Неугомонная! Как у нее сил хватает, ведь они на ногах сегодня с раннего утра. Всегда веселая, добрая, ласковая, всегда напевает песню, сколько бы работы за день не переделала, никогда не жалуется. И во всем ей, Жене, помогает, сочувствует. Вот и сейчас велела ей отдыхать, заканчивает дневную работу одна. Славная, – думала о новой подруге Женя, – я совсем на нее не похожа. Уже почти месяц как отступила болезнь и слабость, а сил превозмочь усталость к середине дня все не находится. За Мерсией ей не угнаться.

– Мерсия! Как называется это море?

– Что? – Мерсия от неожиданности прервала свою песню, неохотно оторвалась от работы, выронила одеяло в воду, встряхнула головой, так что черная коса выскользнула из-под платка и змеей скользнула в морскую воду. Девушка выпрямилась, расправила плечи и недовольно начала закручивать в узел непослушную косу.

– Что-то и я уже устала, – сказала она, присев рядом с Женей на серебристый и горячий от солнца песок.

– Как называется это море? – повторила свой вопрос Женя.

Староанглийский язык, на котором с ней заговорила в первый день Мерсия, давался ей с трудом, и она общалась со своей спутницей в режиме мыслеобмена, как совсем недавно ее учил Страйг.

– Море как называется? Да, как же ему еще называться, Море франков, конечно, – всплеснула руками от удивления Мерсия.

«А у нас это пролив Ла-Манш», – подумала про себя Женя.

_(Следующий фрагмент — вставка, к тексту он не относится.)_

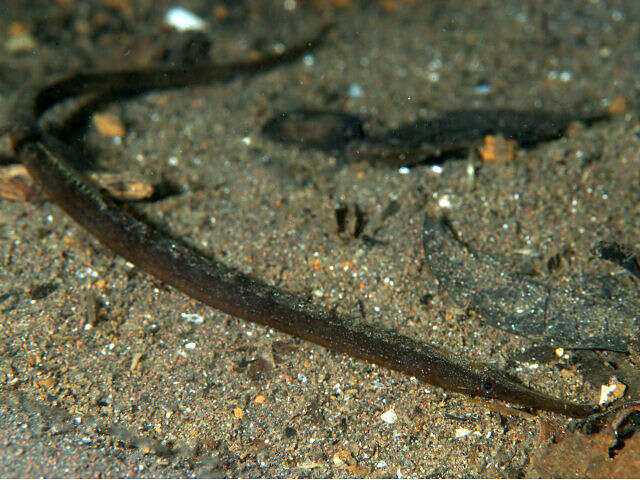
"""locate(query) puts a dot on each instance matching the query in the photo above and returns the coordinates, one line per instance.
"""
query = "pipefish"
(46, 158)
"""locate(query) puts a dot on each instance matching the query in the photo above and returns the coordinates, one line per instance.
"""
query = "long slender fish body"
(215, 284)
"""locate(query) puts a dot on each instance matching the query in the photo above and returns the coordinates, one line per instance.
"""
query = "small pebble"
(193, 318)
(20, 43)
(108, 125)
(462, 432)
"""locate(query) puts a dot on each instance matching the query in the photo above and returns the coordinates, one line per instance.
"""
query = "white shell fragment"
(183, 20)
(612, 391)
(389, 416)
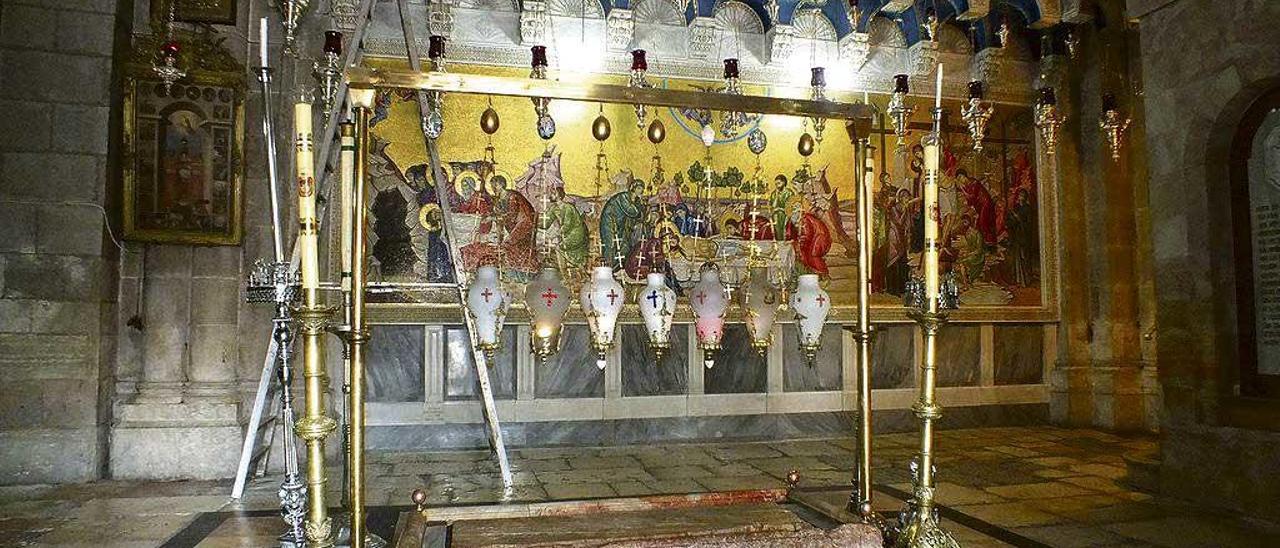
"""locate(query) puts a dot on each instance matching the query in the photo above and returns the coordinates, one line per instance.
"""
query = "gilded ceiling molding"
(976, 9)
(702, 37)
(534, 23)
(620, 28)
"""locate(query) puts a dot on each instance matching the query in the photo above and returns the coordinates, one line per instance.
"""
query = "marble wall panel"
(641, 375)
(460, 373)
(572, 371)
(1019, 354)
(823, 374)
(959, 355)
(393, 364)
(737, 368)
(894, 356)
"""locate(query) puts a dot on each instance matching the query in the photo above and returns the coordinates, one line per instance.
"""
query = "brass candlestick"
(919, 524)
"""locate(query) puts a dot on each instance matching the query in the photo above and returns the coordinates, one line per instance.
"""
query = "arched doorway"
(1255, 172)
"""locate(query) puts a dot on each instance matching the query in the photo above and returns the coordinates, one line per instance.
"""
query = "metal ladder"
(256, 446)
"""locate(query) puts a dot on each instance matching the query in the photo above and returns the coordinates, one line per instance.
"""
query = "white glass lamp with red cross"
(709, 301)
(547, 300)
(487, 305)
(657, 305)
(602, 298)
(812, 306)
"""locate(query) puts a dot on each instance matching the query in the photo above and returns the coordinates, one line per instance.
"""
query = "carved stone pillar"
(977, 9)
(620, 28)
(439, 17)
(781, 42)
(922, 58)
(986, 65)
(534, 23)
(855, 48)
(702, 37)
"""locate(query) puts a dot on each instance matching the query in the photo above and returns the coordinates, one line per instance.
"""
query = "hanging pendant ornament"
(812, 306)
(487, 304)
(757, 141)
(291, 16)
(600, 128)
(1112, 124)
(602, 298)
(639, 78)
(657, 305)
(805, 146)
(732, 120)
(1047, 119)
(709, 302)
(328, 68)
(542, 105)
(547, 300)
(759, 298)
(434, 123)
(167, 68)
(897, 110)
(976, 114)
(818, 92)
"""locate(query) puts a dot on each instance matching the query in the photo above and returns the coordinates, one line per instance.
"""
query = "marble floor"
(1031, 487)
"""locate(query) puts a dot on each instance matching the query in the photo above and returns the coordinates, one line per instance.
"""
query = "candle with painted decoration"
(261, 42)
(346, 191)
(931, 204)
(307, 222)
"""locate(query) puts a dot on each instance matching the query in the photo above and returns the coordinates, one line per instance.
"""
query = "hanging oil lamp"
(328, 68)
(734, 120)
(542, 105)
(639, 78)
(1112, 124)
(487, 304)
(812, 306)
(602, 300)
(291, 16)
(657, 305)
(818, 92)
(547, 300)
(899, 112)
(1047, 119)
(167, 68)
(976, 113)
(434, 123)
(759, 300)
(709, 301)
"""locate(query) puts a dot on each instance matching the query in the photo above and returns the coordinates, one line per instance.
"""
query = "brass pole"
(919, 521)
(359, 333)
(312, 316)
(860, 501)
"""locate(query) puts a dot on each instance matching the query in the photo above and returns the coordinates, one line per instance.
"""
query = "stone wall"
(56, 261)
(1203, 64)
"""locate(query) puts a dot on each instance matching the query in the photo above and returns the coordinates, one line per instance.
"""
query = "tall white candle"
(347, 193)
(261, 42)
(309, 229)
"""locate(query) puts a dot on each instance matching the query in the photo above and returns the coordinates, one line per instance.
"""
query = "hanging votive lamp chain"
(434, 123)
(328, 68)
(1112, 124)
(542, 105)
(1048, 119)
(976, 113)
(897, 110)
(640, 80)
(167, 67)
(818, 92)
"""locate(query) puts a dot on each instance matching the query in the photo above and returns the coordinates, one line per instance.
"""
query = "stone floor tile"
(1010, 514)
(1045, 489)
(579, 491)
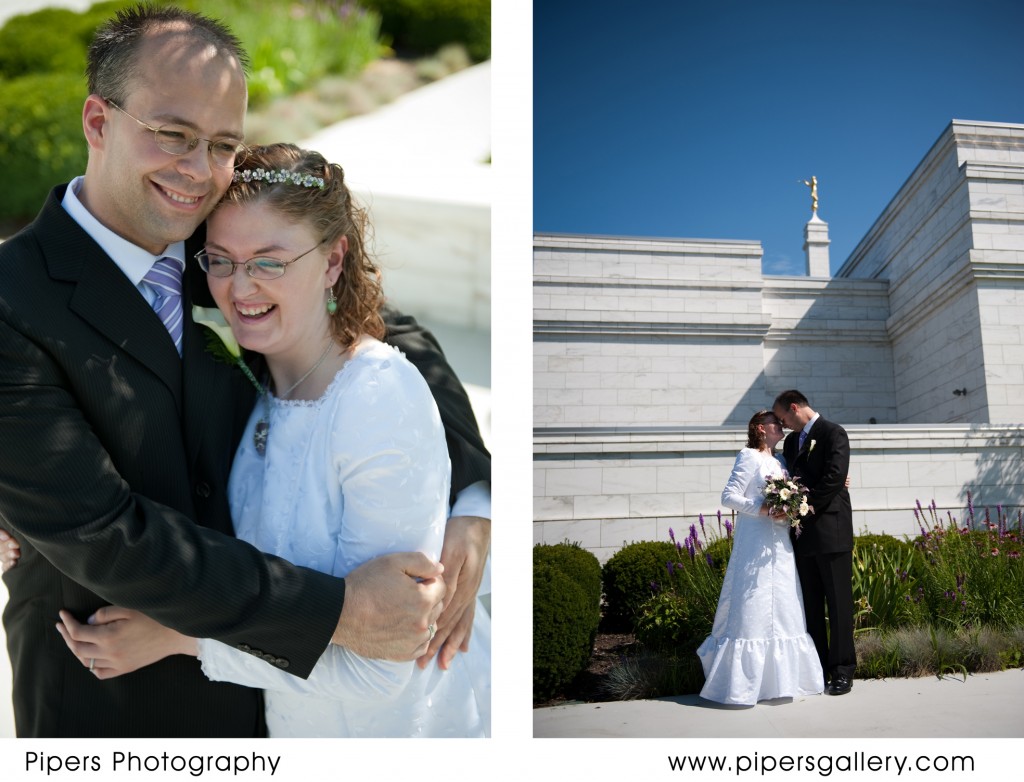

– Бедняжка Джейн, даже название моря не помнишь, уж который день в глазах твоих печаль, и память не возвращается, – Мерсия нежно погладила подругу по плечу. – Кто ты и зачем на наш остров из Британии приплыла, так ничего и не припоминается?

Женька покачала головой:

– Ничего.

Еще несколько недель назад она поняла, что в сложившейся ситуации лучше быть девушкой, потерявшей память после долгой болезни. Не объяснять же, что «прибыла» она с Луны, и что в спутниках с ней должны были быть космический странник и лед-воин. Да и где они? Женя действительно ничего не помнит. Что случилось во время прогулки по поверхности лунного Озера Сновидений? Где Страйг и Марта? Почему они не объявились, когда Женя болела? Девушка ни на минуту не могла поверить, что они бросили ее в этом чужом мире. То, что это не ее родной мир, она поняла сразу, как пришла в себя. И не ее время. Образ и уклад жизни Мерсии и ее семьи напоминал средневековье. Что все это значит? – который день терялась в догадках Женя и никак не могла найти хоть какое-нибудь логическое объяснение случившемуся. Милая Мерсия стала для нее верной подругой в эти дни. Как жаль, что нельзя с ней поделиться своими терзаниями. Примет, скорее, за сумасшедшую, а другие, как это у них в средневековье водится, пожалуй, и за ведьму сочтут.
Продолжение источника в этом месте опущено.